The alignment of clean room architectures with privacy-by-design principles in GDPR Article 25, the CPRA's risk assessment requirements, and emerging EU AI Act obligations positions clean rooms as a strategic compliance investment rather than a discretionary technology spend.

Details

Deployments in financial services are advancing rapidly. Databricks has demonstrated how two banks can collaborate on joint fraud detection using a data clean room to identify suspicious transaction patterns, securely bringing fraud detection models from various sources - including Snowflake - into a shared environment, then running agreed-upon analytics and sharing only approved results while maintaining robust data governance. Mastercard, which operates across 210 countries with 3.5 billion cards in circulation, uses Privacy Enhancement Technologies (PETs) within Databricks Clean Rooms to dynamically govern privacy and confidentiality based on collaborators, regionality, data types, and specific use cases.

In healthcare, clean rooms enable multi-stakeholder collaboration on clinical research. Organizations can work together on medical research and population health analytics while preserving patient data privacy. HIMSS describes clean rooms as a "force multiplier" for life science organizations, bringing together rich yet sensitive data sets spanning clinical records, real-world evidence, and genomic sequences. Databricks extended HIPAA compliance features to its Clean Rooms platform in 2025, making it suitable for healthcare organizations processing sensitive patient data.

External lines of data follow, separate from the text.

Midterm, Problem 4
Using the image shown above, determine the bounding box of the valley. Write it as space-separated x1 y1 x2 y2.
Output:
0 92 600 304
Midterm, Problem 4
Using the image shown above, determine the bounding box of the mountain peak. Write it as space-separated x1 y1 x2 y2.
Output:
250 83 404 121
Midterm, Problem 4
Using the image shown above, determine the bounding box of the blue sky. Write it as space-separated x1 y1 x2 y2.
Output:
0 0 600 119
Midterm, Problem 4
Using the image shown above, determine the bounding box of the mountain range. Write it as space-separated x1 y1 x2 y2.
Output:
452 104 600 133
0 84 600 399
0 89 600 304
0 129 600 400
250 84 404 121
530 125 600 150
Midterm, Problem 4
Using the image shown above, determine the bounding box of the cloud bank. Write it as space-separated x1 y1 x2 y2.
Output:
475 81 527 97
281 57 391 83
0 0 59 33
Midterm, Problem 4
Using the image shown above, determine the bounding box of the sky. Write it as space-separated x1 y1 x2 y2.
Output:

The vendor ecosystem serving these sectors is stratifying by deployment model. On-premises clean room deployments retained a 28.8% market share in 2025, driven primarily by large financial institutions and healthcare organizations facing strict data residency requirements that preclude public cloud use. Vendors including Oracle, SAS Institute, and several specialized privacy-tech firms have developed on-premises clean room appliances to reduce the complexity of managing cryptographic key management and secure multi-party computation (SMPC) protocols. Cloud-native platforms - including Snowflake Data Clean Rooms, AWS Clean Rooms, and Databricks Clean Rooms - dominate deployments where residency requirements are less restrictive. Vendors such as Decentriq address the challenge of leveraging data insights from multiple sources while reducing unauthorized access risk, supporting industries with stringent privacy demands including finance, healthcare, and telecommunications.

Enterprises that have adopted clean rooms report an average 41% reduction in privacy incident response costs and a 28% reduction in data governance labor overhead, according to market research. However, compliance outcomes are not automatic. As practitioners note, "data clean rooms do not magically make your data collaboration fully compliant." Whether a deployment achieves compliance depends on the specific use case, the data involved, the privacy protections applied, and the contract terms negotiated.

Outlook

The regulatory tailwind for clean room adoption is expected to intensify through 2034 as digital service laws, data governance acts, and sector-specific healthcare and financial data rules continue to multiply globally. In financial services, AI-driven models for risk assessment, fraud detection, and credit scoring must satisfy Basel III, the Fair Lending Act, and SEC AI risk guidelines. In healthcare, compliance must address HIPAA, the EU AI Act, and FDA regulations governing AI-powered diagnostics and research applications. Enterprise architects and procurement leaders evaluating AI infrastructure increasingly treat clean room interoperability with semantic layers and existing data platforms as a key selection criterion alongside regulatory coverage.